Another thought before I stop: as I pointed out above, the Hebrew word means literally “to brighten” or even “to lift up.” That’s really what joy is. From within one’s soul, joy is a brightening, a lifting up. The opposite is of course “to darken” and “to push down.” The natural effect of pain and trouble is to darken our lives, to push us down, even to crush us. And we all have plenty of that. I think this is why it has to be Holy Spirit joy. It can’t just be happy circumstances. Those are great but they don’t help when suddenly something else darkens my world and knocks me down. Something supernatural has to happen for me to be brightened though my world goes dark, to feel “lifted up” while troubles are crushing me down. And what is that something? It is essentially faith. Faith practiced. Faith applied. Standing on the promises. Seeing Jesus, truly seeing Him, in the storm. I’m thinking it helps to know exactly what is this Holy Spirit joy, what exactly it is that I might experience – and this is what it is – a brightening or a lifting up of my heart at all times, good or seemingly bad.

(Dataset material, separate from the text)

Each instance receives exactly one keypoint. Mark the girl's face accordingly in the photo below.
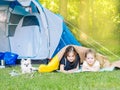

And finally, knowing this, it is interesting that David asks the Lord to brighten his world, to lift him up. We want God to do that for us. But shouldn’t we do that for others? Wouldn’t it make a great goal to actually seek opportunities all through our day to deliberately “brighten” someone else’s world? We can’t give them Holy Spirit joy, but still we can sincerely try not to be a dark cloud, try to be a brightening presence – by saying things to brighten someone else’s day, to do something that “lifts” their spirit. Only God Himself can give Holy Spirit joy, but I am thinking that, while I try to let Him do that in my life, I should be constantly aware of how much it means to me, then try in my own feeble way to do the same for others. “An anxious heart weighs a man down, but a kind word cheers him up” (Prov 12:25). “A cheerful heart is good medicine, but a crushed spirit dries up the bones” (Prov 17:22).

Joy is a good thing. Our worlds could all use a whole lot more of it.